The documentary had its European Premiere at Cineglobe Film Festival du CERN, now Geneva International Film Festival Tous Ecrans, where it won the Audience Favourite Documentary prize[3] and its North American premiere at the Silicon Valley Science Fiction Short Film Festival.[4][5] The movie was also named and shown as a nominee in many other film festivals.[6][7]
Overview
The short movie describes the possible aftermaths due to the release of an augmented reality game, which awards its users with Bitcoin prizes. The game is an action game inspired by Nintendo's Super Mario Bros. platform game, transposed to an augmented reality environment.[8] The actors walk through the city, jumping, climbing, grasping yellow coins with their phones, obsessed by the gold fever. The Berlin city is the stage of this strange behaviour, while the gamers discover new ways of living the city landscape and its socio-economic texture.[9] The game has been seen as an allegorization of the gold farming and microlabor mechanisms of Bitcoin mining.[10]
Part of the work is dedicated to the "Bitcoin kiez", a district of Berlin Kreuzberg which aroused the interest of the media for being the place with the highest density of businesses accepting the Bitcoin currency in the world.[11]

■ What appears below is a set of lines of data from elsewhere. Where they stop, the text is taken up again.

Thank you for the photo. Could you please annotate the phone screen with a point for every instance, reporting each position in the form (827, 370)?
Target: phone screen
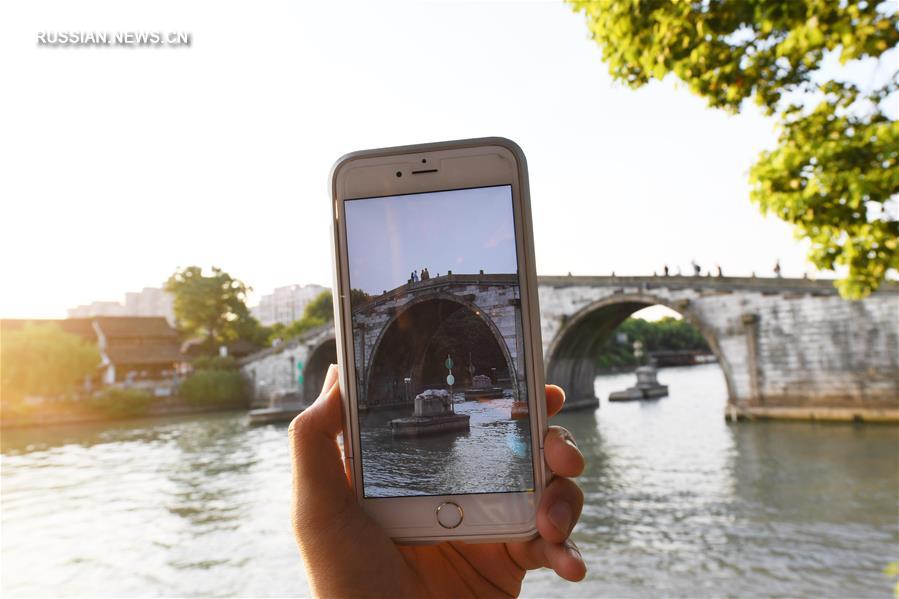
(437, 335)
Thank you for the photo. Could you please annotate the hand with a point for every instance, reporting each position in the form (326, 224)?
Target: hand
(347, 554)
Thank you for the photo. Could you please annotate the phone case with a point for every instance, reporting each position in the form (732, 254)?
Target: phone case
(534, 343)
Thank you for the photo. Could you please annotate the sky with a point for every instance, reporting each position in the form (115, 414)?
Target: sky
(464, 231)
(118, 165)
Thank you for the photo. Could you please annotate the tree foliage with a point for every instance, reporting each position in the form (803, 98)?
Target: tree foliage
(834, 170)
(666, 334)
(42, 359)
(213, 307)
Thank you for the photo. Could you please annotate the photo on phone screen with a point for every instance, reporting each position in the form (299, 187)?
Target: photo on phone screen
(437, 337)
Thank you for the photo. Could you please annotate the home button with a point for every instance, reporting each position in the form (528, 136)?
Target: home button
(449, 515)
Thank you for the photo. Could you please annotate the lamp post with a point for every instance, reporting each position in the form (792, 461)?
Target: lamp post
(450, 380)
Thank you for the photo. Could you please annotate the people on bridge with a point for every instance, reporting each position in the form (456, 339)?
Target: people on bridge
(346, 553)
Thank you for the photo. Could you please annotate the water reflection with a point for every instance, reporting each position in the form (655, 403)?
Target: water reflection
(678, 503)
(492, 456)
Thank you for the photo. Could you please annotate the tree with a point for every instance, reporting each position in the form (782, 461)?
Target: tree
(213, 307)
(317, 312)
(835, 167)
(42, 359)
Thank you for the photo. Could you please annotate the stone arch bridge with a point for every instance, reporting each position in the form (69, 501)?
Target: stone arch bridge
(786, 347)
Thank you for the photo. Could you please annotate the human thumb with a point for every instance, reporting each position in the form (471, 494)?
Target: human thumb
(321, 490)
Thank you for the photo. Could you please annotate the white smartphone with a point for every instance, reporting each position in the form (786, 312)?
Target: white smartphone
(438, 339)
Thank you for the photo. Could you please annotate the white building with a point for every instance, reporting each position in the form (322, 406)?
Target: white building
(286, 304)
(150, 301)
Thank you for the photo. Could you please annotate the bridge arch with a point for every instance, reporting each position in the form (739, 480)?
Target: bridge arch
(320, 357)
(570, 356)
(401, 320)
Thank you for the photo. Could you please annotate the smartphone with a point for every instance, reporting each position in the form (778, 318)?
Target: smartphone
(438, 339)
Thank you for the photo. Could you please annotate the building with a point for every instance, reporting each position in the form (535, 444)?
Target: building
(132, 348)
(149, 301)
(137, 347)
(286, 304)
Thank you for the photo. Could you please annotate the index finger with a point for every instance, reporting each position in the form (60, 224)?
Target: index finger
(555, 398)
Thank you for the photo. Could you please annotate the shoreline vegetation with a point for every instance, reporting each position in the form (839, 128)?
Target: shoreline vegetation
(215, 385)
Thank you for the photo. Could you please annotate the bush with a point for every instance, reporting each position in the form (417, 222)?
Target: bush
(215, 363)
(117, 403)
(212, 387)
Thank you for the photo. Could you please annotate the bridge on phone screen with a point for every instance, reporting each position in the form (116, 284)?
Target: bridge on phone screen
(786, 347)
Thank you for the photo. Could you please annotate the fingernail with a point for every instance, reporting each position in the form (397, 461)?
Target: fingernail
(560, 516)
(573, 550)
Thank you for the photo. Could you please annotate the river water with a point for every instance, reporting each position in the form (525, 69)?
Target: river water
(678, 503)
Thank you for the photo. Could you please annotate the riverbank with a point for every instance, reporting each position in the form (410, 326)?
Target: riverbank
(74, 414)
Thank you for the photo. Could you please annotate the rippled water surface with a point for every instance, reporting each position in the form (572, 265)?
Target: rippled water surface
(493, 456)
(678, 503)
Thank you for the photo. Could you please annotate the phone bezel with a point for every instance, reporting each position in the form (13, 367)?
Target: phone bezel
(459, 164)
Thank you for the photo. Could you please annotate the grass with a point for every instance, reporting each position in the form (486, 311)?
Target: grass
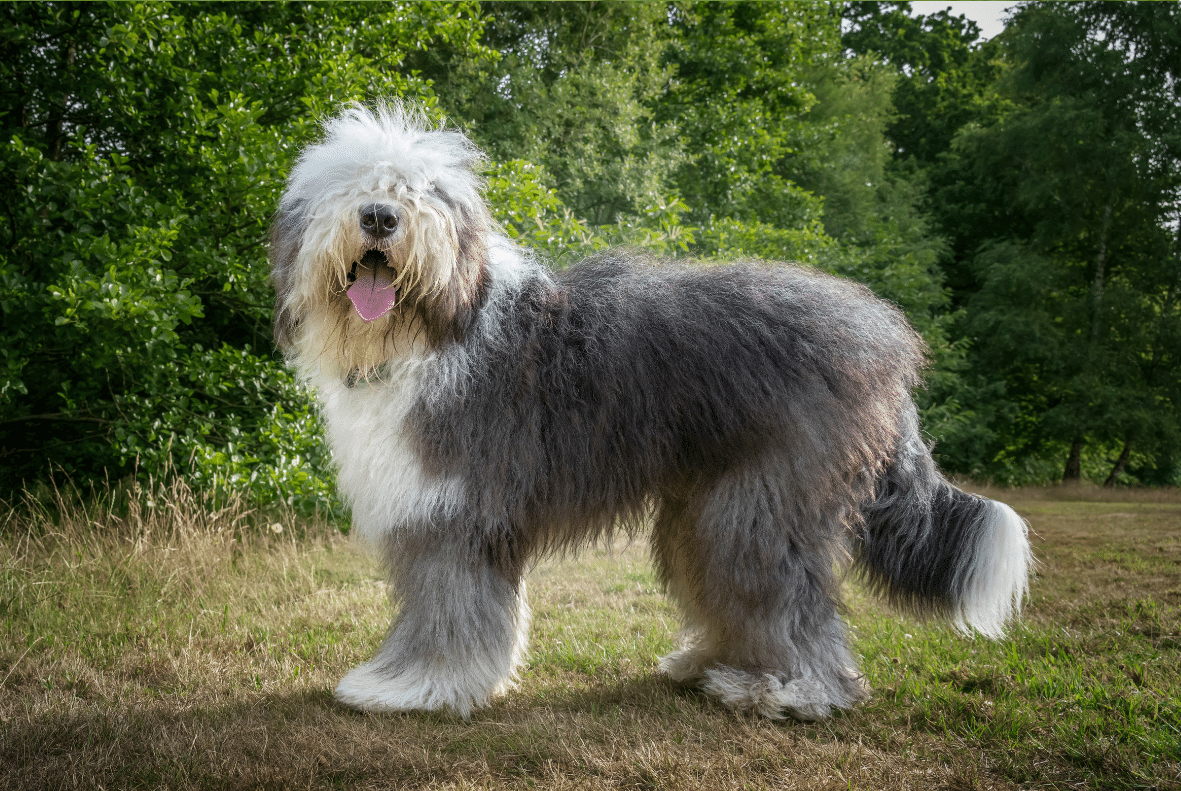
(187, 645)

The story is a consideration of the huge impact that the usage of smartphones on a great scale and the rising business of the big data market and data mining can have on the private life and habits of the users, as local Bitcoin developers, journalists and hackers discuss about the secret identity of the game developer, which winks at the mysterious figure of the Bitcoin designer Satoshi Nakamoto, and about the financial reasons which lay behind the release of the game app.[12]
Release
During the weeks after its release, The 1 Up Fever received critical praise,[13][14] and many started searching for how to download the game app, until the author revealed the Mockery.[15]
In 2017 The 1 Up Fever was on the news again, to have been allegedly inspired the Pokemon Challenge's April 1 Mockery of 2014, and the consequent creation of the Pokémon GOApp.[16]